[comp.sys.amiga] Pattern Matching & Shell Design

cc1@locus.ucla.edu (Michael Gersten) (01/14/87)

>>> = Mike Myers
>
>Uh, since I'm Mike Meyer (not plural, and add an e), and I said these
>things, I think I'll correct the attribution.

Sorry about that. Meyer. Mike.

[discussion of how the shell can tell what and how to expand]

>It can if it's told what they are. See the article I posted a couple
>of days ago that's a draft of "A Shell for Modern Personal Computers,"
>which describes one way of doing just that.

Ok. There are several problems with your shell.
#1: windows
#2: non flexible parameter passing

Windows: I can accept one window for normal work (both shell output and
command output and my input).
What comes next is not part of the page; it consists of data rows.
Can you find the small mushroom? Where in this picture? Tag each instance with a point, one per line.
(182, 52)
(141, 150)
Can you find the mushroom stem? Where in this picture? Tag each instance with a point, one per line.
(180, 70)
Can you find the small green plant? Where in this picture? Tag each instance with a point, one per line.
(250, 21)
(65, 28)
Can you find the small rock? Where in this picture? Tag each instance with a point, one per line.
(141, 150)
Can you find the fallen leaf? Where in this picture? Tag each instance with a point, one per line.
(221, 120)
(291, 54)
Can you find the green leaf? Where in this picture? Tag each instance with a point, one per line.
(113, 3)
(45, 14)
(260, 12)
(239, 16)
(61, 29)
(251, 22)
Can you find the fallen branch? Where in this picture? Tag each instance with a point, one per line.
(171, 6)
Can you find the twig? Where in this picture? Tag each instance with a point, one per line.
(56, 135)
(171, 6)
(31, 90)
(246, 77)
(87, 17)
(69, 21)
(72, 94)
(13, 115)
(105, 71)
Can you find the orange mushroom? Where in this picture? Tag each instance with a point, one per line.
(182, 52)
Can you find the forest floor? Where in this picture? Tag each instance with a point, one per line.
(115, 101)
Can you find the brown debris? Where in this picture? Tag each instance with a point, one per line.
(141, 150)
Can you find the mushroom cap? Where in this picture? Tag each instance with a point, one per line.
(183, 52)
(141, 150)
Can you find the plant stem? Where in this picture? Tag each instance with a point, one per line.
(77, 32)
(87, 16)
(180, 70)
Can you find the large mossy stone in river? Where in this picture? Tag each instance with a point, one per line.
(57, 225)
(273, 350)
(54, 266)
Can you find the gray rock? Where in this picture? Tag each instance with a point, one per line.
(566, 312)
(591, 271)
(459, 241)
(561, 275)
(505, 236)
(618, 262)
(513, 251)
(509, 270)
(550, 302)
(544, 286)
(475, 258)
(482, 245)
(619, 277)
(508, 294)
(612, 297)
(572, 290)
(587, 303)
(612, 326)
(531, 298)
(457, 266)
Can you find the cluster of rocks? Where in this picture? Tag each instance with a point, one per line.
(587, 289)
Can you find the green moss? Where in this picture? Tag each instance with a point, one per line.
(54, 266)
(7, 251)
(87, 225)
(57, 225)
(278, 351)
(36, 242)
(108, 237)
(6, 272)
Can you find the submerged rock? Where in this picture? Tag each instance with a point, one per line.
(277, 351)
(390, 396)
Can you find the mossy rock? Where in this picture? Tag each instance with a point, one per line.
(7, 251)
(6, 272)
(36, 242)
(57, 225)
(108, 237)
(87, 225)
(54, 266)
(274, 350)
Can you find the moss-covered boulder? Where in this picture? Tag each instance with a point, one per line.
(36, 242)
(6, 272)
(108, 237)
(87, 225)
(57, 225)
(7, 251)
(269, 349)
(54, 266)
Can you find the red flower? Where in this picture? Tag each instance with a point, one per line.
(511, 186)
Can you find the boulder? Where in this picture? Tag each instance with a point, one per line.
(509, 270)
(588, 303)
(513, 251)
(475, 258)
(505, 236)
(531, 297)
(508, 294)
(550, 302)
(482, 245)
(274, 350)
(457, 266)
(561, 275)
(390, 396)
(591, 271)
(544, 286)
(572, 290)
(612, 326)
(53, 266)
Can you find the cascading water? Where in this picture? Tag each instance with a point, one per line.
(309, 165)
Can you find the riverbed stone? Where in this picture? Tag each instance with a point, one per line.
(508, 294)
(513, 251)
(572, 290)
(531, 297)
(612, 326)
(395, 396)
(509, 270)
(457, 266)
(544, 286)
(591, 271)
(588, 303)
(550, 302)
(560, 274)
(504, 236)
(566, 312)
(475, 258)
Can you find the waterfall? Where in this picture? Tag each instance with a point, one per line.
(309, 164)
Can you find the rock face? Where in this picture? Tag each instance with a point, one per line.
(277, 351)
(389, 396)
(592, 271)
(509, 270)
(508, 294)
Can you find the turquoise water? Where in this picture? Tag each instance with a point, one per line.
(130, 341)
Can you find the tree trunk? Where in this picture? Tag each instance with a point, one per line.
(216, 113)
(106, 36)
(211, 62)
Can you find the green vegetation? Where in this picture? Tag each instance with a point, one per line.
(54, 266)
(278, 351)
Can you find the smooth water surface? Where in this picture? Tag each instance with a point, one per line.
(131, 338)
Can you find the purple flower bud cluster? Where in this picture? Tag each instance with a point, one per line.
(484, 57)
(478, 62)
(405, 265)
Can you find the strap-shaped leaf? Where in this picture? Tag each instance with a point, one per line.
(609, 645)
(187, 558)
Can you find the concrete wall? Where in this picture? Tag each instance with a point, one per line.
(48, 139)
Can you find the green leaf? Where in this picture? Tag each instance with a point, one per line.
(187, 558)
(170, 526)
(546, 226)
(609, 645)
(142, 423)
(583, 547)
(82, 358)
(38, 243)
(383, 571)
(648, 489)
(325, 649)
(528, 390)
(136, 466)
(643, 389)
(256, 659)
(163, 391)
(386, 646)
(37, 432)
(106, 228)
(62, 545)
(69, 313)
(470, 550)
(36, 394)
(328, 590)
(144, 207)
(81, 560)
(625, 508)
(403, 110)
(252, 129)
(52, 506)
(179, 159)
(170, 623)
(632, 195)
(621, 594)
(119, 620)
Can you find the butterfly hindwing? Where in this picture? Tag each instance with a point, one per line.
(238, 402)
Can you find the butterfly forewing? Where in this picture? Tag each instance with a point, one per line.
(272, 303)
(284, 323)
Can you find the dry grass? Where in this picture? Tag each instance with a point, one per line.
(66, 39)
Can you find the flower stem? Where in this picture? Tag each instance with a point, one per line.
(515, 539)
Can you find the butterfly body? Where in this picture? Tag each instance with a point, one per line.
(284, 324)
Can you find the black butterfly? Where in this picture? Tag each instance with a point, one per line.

I can accept a second window for history.

But I will not accept seperate windows for talking to the shell, another
for talking to my program, and yet a third for history. I do not program
with the mouse. Have you used AmigaBasic yet? I tried, but the thing has
SOOO MUCH excessive use of the mouse that I cannot get comfortable
with it. I'm afriad that your shell will be smilar

As for parameters, whats wrong with a program determining the type of
its parameters based on the type of previous parameters? For such a
program, an explicit list of 'arg1, arg2, arg3 required, arg4' or what
is not very good. As an example, consider DATE.

imagine this...

DATE 11:30
(shell): TIME arg required, enter:

(DATE can take TIME, DATE or DATE, TIME for its args; but the list would
(and does) have to specify one).

Or,

DATE
(shell): DATE and TIME args required, enter:

when DATE is happy to just print out the current date. In other words,
some program will do one of many different things, and interpret arguments
in many different ways, based on number/types of arguments.

Now, since your shell requires that whether or not args are exanded is
FIXED (a big complaint of mine) and not changable, how do you handle
such a program which can take varying args, etc. Answer: you don't. You
say, 'Do no arg checking or exansion', or 'Do no arg checking, but expand
filenames'. But, this is fixed, i.e. you can't say

set noglob
oddball df0:c/* = df1:c/*
set glob

or
oddball df0:c = c1:* c2:* c3:*

where A) is similar to PIP while B) is similar to cp
(yes, this seems far-fetched right now, but this is off the top of my head)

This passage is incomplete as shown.